CERN, the research organisation behind the Large Hardron Collider, is hoping that its new open source hardware license will attract contributors from outside the organisation.
The European nuclear research group released Version 1.1 of its Open Hardware Licence (OHL) on Friday, three months of the initial license was published.
The license borrows concepts from open source software licensing models, but governs the use of hardware designs instead of source code.
Version 1.1 aims to lure more contributors from outside CERN, including commercial organisations, which the agency believes could benefit by cutting out duplication of different hardware.
"Version 1.1 integrates feedback received from the community in order to follow generally accepted principles of the free and open source movements, and purports to make the CERN OHL even more easily usable by entities other than CERN," said Myriam Ayass, Legal Advisor for CERN's Knowledge Transfer Group.
The push for such a license was borne out of the desire by CERN's hardware developers to reap the collaboration benefits that their software peers enjoyed, according to the agency.
"For us, the drive towards open hardware was largely motivated by well-intentioned envy of our colleagues who develop Linux device-drivers," said Javier Serrano
, an engineer at CERN's Beams Department and the founder of the Open Hardware Repository (OHR) where the license is published.
"They are part of a very large community of designers who share their knowledge and time in order to come up with the best possible operating system. We felt that there was no intrinsic reason why hardware development should be any different."

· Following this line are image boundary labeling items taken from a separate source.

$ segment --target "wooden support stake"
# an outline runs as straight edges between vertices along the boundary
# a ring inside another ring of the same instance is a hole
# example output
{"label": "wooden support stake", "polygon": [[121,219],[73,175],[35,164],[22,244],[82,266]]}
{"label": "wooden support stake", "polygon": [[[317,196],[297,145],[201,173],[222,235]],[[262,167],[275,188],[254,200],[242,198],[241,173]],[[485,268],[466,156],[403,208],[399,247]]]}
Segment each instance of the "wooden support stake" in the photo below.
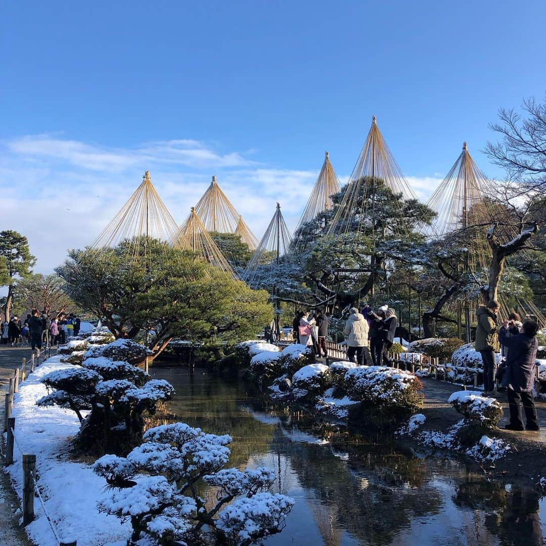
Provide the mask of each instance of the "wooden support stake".
{"label": "wooden support stake", "polygon": [[13,408],[13,395],[8,393],[5,395],[5,402],[4,406],[4,432],[8,432],[8,420],[11,417],[11,410]]}
{"label": "wooden support stake", "polygon": [[15,430],[15,418],[10,417],[7,419],[8,422],[8,438],[5,442],[5,466],[9,466],[13,464],[13,446],[15,443],[12,430]]}
{"label": "wooden support stake", "polygon": [[36,472],[36,455],[23,455],[23,525],[34,520],[34,476]]}

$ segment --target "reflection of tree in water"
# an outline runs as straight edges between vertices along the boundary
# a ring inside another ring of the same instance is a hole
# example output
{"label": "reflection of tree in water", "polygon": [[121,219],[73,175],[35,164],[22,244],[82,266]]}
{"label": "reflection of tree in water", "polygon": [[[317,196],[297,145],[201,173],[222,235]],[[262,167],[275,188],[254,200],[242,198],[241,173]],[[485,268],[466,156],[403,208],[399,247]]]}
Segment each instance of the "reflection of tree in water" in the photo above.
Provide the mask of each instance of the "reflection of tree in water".
{"label": "reflection of tree in water", "polygon": [[469,474],[458,484],[454,501],[459,506],[483,511],[485,528],[502,544],[542,546],[539,500],[533,489],[514,487],[507,491],[503,484]]}
{"label": "reflection of tree in water", "polygon": [[[281,429],[274,440],[273,448],[289,458],[301,485],[319,503],[315,514],[322,506],[324,515],[317,524],[323,538],[331,517],[332,527],[346,529],[366,542],[389,544],[416,517],[439,511],[441,496],[424,483],[422,460],[401,453],[389,442],[366,443],[352,436],[348,443],[340,434],[331,433],[331,449],[291,441]],[[330,537],[333,541],[336,535],[330,532]]]}

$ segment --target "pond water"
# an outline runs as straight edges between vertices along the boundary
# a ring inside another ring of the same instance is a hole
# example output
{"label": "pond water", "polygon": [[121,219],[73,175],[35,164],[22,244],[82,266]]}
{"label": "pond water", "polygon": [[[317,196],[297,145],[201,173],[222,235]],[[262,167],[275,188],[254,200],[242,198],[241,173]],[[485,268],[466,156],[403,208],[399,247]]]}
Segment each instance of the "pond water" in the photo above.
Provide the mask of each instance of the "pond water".
{"label": "pond water", "polygon": [[272,411],[243,382],[196,369],[156,368],[176,396],[176,420],[233,438],[232,466],[274,469],[296,504],[273,545],[544,544],[546,501],[449,459],[389,438],[317,426]]}

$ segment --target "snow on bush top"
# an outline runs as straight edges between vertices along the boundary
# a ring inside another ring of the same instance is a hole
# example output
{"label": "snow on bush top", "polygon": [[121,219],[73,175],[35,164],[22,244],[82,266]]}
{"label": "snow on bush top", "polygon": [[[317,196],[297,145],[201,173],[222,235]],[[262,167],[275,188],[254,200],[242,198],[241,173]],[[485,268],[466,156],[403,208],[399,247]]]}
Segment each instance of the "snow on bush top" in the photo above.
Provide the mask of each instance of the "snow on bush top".
{"label": "snow on bush top", "polygon": [[278,493],[239,498],[222,511],[216,526],[230,543],[250,544],[260,537],[264,528],[280,530],[279,522],[294,504],[293,499]]}
{"label": "snow on bush top", "polygon": [[458,337],[428,337],[412,341],[408,346],[408,350],[434,358],[449,358],[462,344]]}
{"label": "snow on bush top", "polygon": [[140,387],[150,379],[150,375],[143,370],[124,360],[112,360],[105,357],[92,357],[86,359],[82,365],[88,370],[94,370],[106,380],[122,377]]}
{"label": "snow on bush top", "polygon": [[324,364],[309,364],[307,366],[304,366],[302,368],[300,368],[294,374],[292,381],[294,383],[306,381],[315,376],[325,373],[328,371],[328,366],[325,366]]}
{"label": "snow on bush top", "polygon": [[330,371],[339,372],[340,373],[343,372],[345,373],[348,370],[350,370],[351,368],[355,368],[356,367],[357,364],[354,362],[333,362],[330,365]]}
{"label": "snow on bush top", "polygon": [[[497,362],[500,360],[501,355],[495,354]],[[451,357],[451,363],[454,366],[467,368],[480,368],[482,355],[474,348],[474,343],[467,343],[455,351]]]}
{"label": "snow on bush top", "polygon": [[448,399],[459,413],[467,419],[478,421],[489,428],[497,425],[502,417],[502,407],[494,398],[484,396],[474,390],[459,390]]}
{"label": "snow on bush top", "polygon": [[106,345],[91,347],[84,355],[84,359],[106,357],[114,360],[130,360],[144,358],[152,354],[147,347],[132,340],[118,339]]}
{"label": "snow on bush top", "polygon": [[423,405],[421,382],[414,373],[384,366],[358,366],[345,374],[353,400],[414,410]]}
{"label": "snow on bush top", "polygon": [[296,360],[300,358],[308,357],[312,352],[305,345],[300,343],[292,343],[284,347],[281,352],[283,357]]}

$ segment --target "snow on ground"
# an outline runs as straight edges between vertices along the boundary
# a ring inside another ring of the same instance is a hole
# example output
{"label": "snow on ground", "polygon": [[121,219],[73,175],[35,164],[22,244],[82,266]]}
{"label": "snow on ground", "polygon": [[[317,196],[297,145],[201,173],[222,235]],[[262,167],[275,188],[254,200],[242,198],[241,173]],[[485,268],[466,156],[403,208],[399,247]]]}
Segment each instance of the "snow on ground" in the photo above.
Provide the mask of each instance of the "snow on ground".
{"label": "snow on ground", "polygon": [[[84,324],[84,323],[82,323]],[[36,401],[48,394],[40,382],[52,371],[73,368],[49,359],[20,383],[14,398],[15,437],[23,453],[35,454],[38,484],[46,509],[61,541],[77,540],[78,546],[105,546],[127,539],[130,525],[99,514],[97,503],[108,494],[104,480],[86,464],[69,460],[69,441],[80,428],[75,413],[58,406],[39,407]],[[12,485],[22,496],[21,456],[16,447],[14,463],[6,468]],[[34,502],[36,519],[26,527],[30,538],[39,546],[57,546],[40,501]]]}

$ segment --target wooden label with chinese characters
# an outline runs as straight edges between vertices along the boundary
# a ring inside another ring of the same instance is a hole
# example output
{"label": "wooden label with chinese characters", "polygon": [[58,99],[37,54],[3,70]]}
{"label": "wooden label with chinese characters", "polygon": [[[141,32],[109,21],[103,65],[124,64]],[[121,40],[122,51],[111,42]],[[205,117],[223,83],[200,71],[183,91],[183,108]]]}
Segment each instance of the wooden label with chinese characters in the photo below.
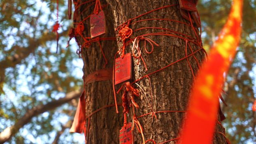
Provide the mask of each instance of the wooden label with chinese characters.
{"label": "wooden label with chinese characters", "polygon": [[132,55],[125,54],[123,58],[118,58],[115,61],[115,85],[132,79]]}
{"label": "wooden label with chinese characters", "polygon": [[179,7],[181,9],[191,12],[196,11],[197,0],[179,0]]}
{"label": "wooden label with chinese characters", "polygon": [[126,128],[123,126],[120,131],[120,144],[133,144],[133,135],[132,132],[132,123],[126,124]]}
{"label": "wooden label with chinese characters", "polygon": [[90,23],[92,39],[105,34],[106,21],[103,11],[100,12],[98,14],[92,15],[90,18]]}

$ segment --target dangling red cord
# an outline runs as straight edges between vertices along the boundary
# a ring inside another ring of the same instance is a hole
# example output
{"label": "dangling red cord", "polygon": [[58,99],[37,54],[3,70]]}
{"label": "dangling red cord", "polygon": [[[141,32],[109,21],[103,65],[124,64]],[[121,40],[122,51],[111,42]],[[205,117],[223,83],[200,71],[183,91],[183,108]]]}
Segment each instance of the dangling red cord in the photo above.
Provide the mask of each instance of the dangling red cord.
{"label": "dangling red cord", "polygon": [[59,33],[58,33],[58,30],[59,30],[61,26],[59,23],[58,17],[59,17],[59,1],[56,0],[57,3],[57,21],[55,24],[53,26],[52,32],[56,33],[56,40],[57,41],[57,49],[56,50],[56,53],[58,53],[58,46],[59,42]]}
{"label": "dangling red cord", "polygon": [[254,103],[251,107],[251,108],[252,109],[253,111],[256,111],[256,100],[254,101]]}

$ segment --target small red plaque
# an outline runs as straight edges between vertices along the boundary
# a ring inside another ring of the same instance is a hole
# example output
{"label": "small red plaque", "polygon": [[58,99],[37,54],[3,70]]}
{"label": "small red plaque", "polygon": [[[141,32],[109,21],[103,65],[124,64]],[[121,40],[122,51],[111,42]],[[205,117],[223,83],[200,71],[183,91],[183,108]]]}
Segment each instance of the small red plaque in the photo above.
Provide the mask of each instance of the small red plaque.
{"label": "small red plaque", "polygon": [[118,58],[115,61],[115,85],[132,79],[132,55],[125,54],[123,58]]}
{"label": "small red plaque", "polygon": [[200,28],[201,27],[201,23],[200,23],[200,20],[199,20],[199,16],[197,12],[192,12],[191,15],[194,19],[194,21],[196,24],[196,26],[198,28]]}
{"label": "small red plaque", "polygon": [[196,11],[197,0],[179,0],[179,7],[181,9],[191,12]]}
{"label": "small red plaque", "polygon": [[90,18],[91,26],[91,37],[92,39],[105,34],[106,21],[103,11],[98,14],[93,14]]}
{"label": "small red plaque", "polygon": [[120,131],[120,144],[133,144],[133,135],[132,132],[132,123],[126,124],[126,128],[122,127]]}

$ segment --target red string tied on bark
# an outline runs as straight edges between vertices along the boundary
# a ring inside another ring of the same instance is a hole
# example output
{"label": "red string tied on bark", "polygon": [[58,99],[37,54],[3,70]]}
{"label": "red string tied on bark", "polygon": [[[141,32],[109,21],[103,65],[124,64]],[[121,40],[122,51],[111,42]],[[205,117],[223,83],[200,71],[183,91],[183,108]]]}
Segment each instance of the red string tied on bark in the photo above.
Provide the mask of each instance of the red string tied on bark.
{"label": "red string tied on bark", "polygon": [[94,14],[98,15],[99,14],[99,9],[100,9],[100,11],[102,11],[100,2],[100,0],[96,0],[95,7],[94,7],[94,10],[93,11]]}
{"label": "red string tied on bark", "polygon": [[[137,62],[137,65],[139,64],[139,63],[140,62],[140,60],[141,58],[142,62],[145,66],[145,68],[146,69],[146,71],[148,70],[148,69],[147,67],[147,65],[142,58],[142,56],[141,55],[141,51],[140,50],[140,40],[144,40],[144,49],[145,49],[145,51],[146,53],[147,54],[151,54],[151,53],[153,50],[154,50],[154,44],[157,46],[159,46],[159,45],[158,45],[157,43],[156,43],[155,42],[154,42],[153,40],[150,39],[150,38],[147,37],[144,37],[144,36],[138,36],[136,37],[134,40],[133,41],[133,47],[132,48],[132,51],[133,52],[133,58],[135,58],[138,59],[138,62]],[[136,42],[137,40],[137,43]],[[148,51],[147,49],[147,42],[149,42],[149,44],[151,46],[151,51]],[[135,44],[136,43],[135,45]],[[138,53],[138,56],[136,56],[134,53],[134,49],[135,48],[137,51],[137,53]]]}
{"label": "red string tied on bark", "polygon": [[140,95],[139,90],[133,87],[133,85],[131,85],[130,82],[126,82],[124,84],[125,87],[125,91],[128,93],[127,99],[129,102],[129,106],[131,107],[133,105],[136,108],[139,108],[139,105],[137,104],[134,100],[134,96],[139,97]]}
{"label": "red string tied on bark", "polygon": [[137,128],[138,131],[141,134],[141,137],[143,142],[143,144],[145,144],[145,138],[144,138],[144,135],[143,135],[143,128],[139,121],[138,121],[137,116],[135,114],[133,115],[133,127],[132,127],[132,130],[133,130],[134,129],[134,123],[135,123],[136,127]]}
{"label": "red string tied on bark", "polygon": [[125,41],[127,39],[129,38],[133,34],[133,30],[130,28],[128,25],[124,25],[120,29],[118,33],[118,36],[121,38],[121,39],[123,41],[123,46],[122,47],[122,54],[121,57],[123,58],[124,56],[124,51],[126,48]]}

CERN released an updated beta version of its own Linux distribution, Scientific Linux CERN 6.1 in June. The operating system was built on a freely available version of Red Hat Enterprise Linux 6.

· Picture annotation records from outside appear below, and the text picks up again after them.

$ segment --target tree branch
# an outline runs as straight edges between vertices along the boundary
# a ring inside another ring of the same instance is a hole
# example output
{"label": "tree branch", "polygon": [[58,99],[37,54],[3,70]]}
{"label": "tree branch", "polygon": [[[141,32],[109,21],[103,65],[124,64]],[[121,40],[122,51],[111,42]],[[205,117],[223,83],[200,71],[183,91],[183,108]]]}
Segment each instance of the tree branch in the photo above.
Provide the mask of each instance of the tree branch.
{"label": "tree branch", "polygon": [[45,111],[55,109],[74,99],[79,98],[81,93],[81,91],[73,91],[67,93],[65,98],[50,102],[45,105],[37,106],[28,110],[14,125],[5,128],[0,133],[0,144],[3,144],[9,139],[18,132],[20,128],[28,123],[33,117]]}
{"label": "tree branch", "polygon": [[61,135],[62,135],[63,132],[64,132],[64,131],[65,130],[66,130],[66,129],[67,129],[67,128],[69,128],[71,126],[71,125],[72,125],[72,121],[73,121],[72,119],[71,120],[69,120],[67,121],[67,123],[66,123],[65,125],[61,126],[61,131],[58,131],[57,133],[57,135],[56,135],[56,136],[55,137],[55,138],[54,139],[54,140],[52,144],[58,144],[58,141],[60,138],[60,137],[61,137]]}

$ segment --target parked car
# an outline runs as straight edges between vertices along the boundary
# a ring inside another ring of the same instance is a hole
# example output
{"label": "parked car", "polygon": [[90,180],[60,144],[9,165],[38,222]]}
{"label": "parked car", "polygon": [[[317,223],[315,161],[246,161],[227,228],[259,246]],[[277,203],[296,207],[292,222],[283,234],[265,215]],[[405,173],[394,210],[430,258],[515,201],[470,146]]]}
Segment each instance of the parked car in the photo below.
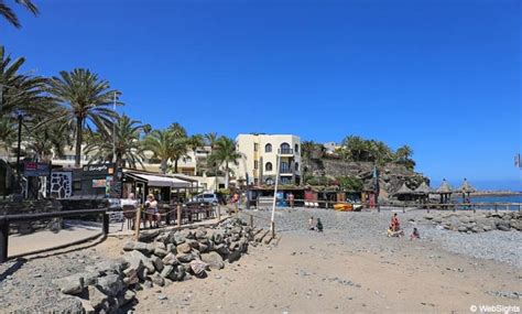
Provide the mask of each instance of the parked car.
{"label": "parked car", "polygon": [[213,205],[217,205],[219,203],[219,197],[215,193],[202,193],[193,197],[193,202],[205,202],[210,203]]}

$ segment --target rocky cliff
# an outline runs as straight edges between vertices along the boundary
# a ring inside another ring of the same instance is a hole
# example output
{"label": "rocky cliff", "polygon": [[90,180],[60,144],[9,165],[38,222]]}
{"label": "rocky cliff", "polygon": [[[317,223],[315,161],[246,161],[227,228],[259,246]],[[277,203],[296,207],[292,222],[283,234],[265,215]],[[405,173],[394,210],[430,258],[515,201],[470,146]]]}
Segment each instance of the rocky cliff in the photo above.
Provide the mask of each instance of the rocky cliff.
{"label": "rocky cliff", "polygon": [[[362,180],[365,186],[371,186],[373,177],[372,162],[346,162],[337,159],[314,158],[304,159],[305,176],[326,176],[337,178],[352,176]],[[422,182],[429,184],[429,178],[421,173],[413,172],[402,164],[389,163],[378,166],[380,197],[388,198],[396,192],[403,183],[410,188],[416,188]]]}

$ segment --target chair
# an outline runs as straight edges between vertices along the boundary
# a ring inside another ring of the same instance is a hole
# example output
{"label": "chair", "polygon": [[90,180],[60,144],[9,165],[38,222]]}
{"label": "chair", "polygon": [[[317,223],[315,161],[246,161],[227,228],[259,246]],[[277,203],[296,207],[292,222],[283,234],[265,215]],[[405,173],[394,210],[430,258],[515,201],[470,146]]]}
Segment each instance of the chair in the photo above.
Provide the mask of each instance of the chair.
{"label": "chair", "polygon": [[121,230],[123,230],[123,225],[127,220],[127,228],[128,229],[132,229],[134,227],[134,220],[135,220],[135,206],[134,205],[123,205],[122,206],[123,208],[123,217],[124,217],[124,220],[123,223],[121,223]]}

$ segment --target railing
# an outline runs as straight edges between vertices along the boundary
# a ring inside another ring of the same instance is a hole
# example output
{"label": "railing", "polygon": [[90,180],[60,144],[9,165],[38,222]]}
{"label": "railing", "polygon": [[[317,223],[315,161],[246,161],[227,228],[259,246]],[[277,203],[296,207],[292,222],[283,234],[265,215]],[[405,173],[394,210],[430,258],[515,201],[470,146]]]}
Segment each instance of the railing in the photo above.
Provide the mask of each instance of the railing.
{"label": "railing", "polygon": [[279,153],[282,154],[282,155],[293,155],[294,150],[293,149],[280,149]]}
{"label": "railing", "polygon": [[0,263],[8,260],[9,226],[11,223],[34,221],[34,220],[40,220],[40,219],[64,218],[64,217],[73,217],[73,216],[101,215],[102,216],[101,231],[104,236],[107,236],[109,234],[109,214],[107,212],[108,212],[108,208],[96,208],[96,209],[64,210],[64,212],[36,213],[36,214],[15,214],[15,215],[0,216]]}

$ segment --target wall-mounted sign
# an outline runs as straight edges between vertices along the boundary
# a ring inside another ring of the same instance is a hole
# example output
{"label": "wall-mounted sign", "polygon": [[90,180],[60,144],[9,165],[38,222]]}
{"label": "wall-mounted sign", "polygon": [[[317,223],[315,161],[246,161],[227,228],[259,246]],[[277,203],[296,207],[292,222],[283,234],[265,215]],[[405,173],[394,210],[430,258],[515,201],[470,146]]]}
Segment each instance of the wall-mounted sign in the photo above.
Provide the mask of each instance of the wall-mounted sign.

Despite the hardware initiative's relative youth, dozens of projects have already commenced under CERN's hardware license.
Those include the White Rabbit switch, which aims to improve multi-node synchronisation over distances of 10 kilometres, and the ARM-based printed circuit board, ARMadillo.
CERN's open hardware initiative is not the first, according to Ars Technica. Previous licensing systems include the Tuscan Amateur Packet Radio group, and open GPL hardware projects.